Wash each well with 400 microliters of calcium-free and magnesium-free DPBS, and transfer the solution into a 1.5 milliliter tube. Then centrifuge the tube at 400g for five minutes at room temperature. Aspirate the supernatant, and resuspend the cell pellet in 50 microliters of separation buffer.
Next, split 50 microliters of cell suspension into 25 microliters each for activation and exhaustion. Stain the cells with an activation and exhaustion antibody staining cocktail, and incubate them for 10 minutes at room temperature in the dark. Add one milliliter of separation buffer, mix gently, and centrifuge to wash out excess antibodies.

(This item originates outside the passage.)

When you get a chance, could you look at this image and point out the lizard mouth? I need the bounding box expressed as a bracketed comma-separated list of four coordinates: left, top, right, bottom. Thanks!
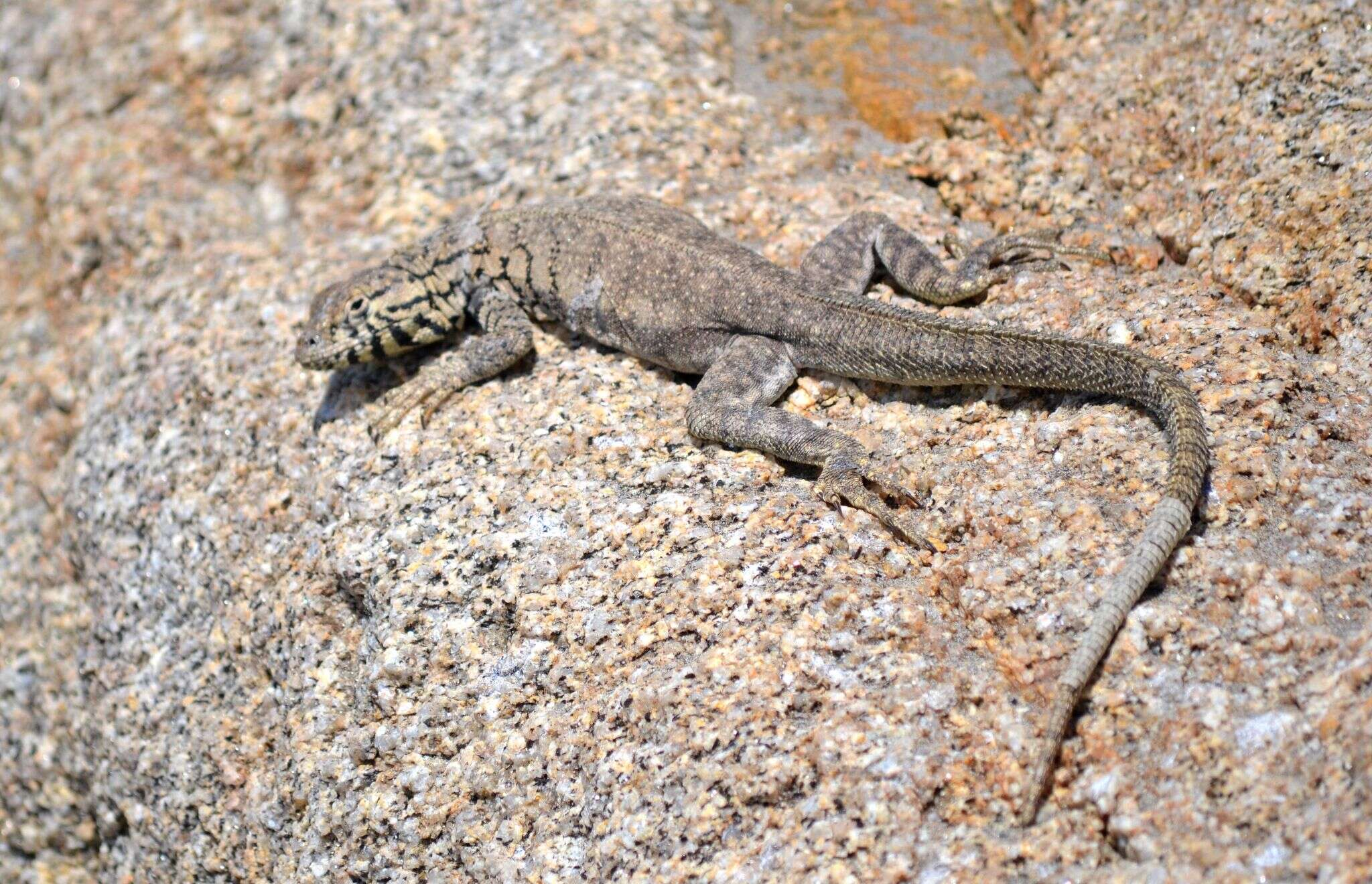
[295, 332, 358, 370]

Aspirate the supernatant completely. Resuspend the cell pellet in one milliliter of separation buffer, and transfer it to an appropriate vessel for the flow cytometry analysis. Increases in viable T-cell numbers and transgene positive T-cells were observed between the control sample and the cells that received microbubble co-stimulation.
Increased effector cell populations were also observed in the micro bubble samples. The viable activated T-cells express increased early activation marker CD69, and middle to late activation marker CD25. The total number and percentage of exhaustion markers PD1 positive cells were also significantly higher in cell samples that received microbubble co-stimulation.
Proper mixing and dispensing of microbubbles is essential to ensure accurate dosing, as the microbubbles float to the surface rapidly without agitation. We fully expect it to do so by enabling rapid growth of a large population of T-cells with higher activity than those more exhausted T-cells frequently seen in other methods.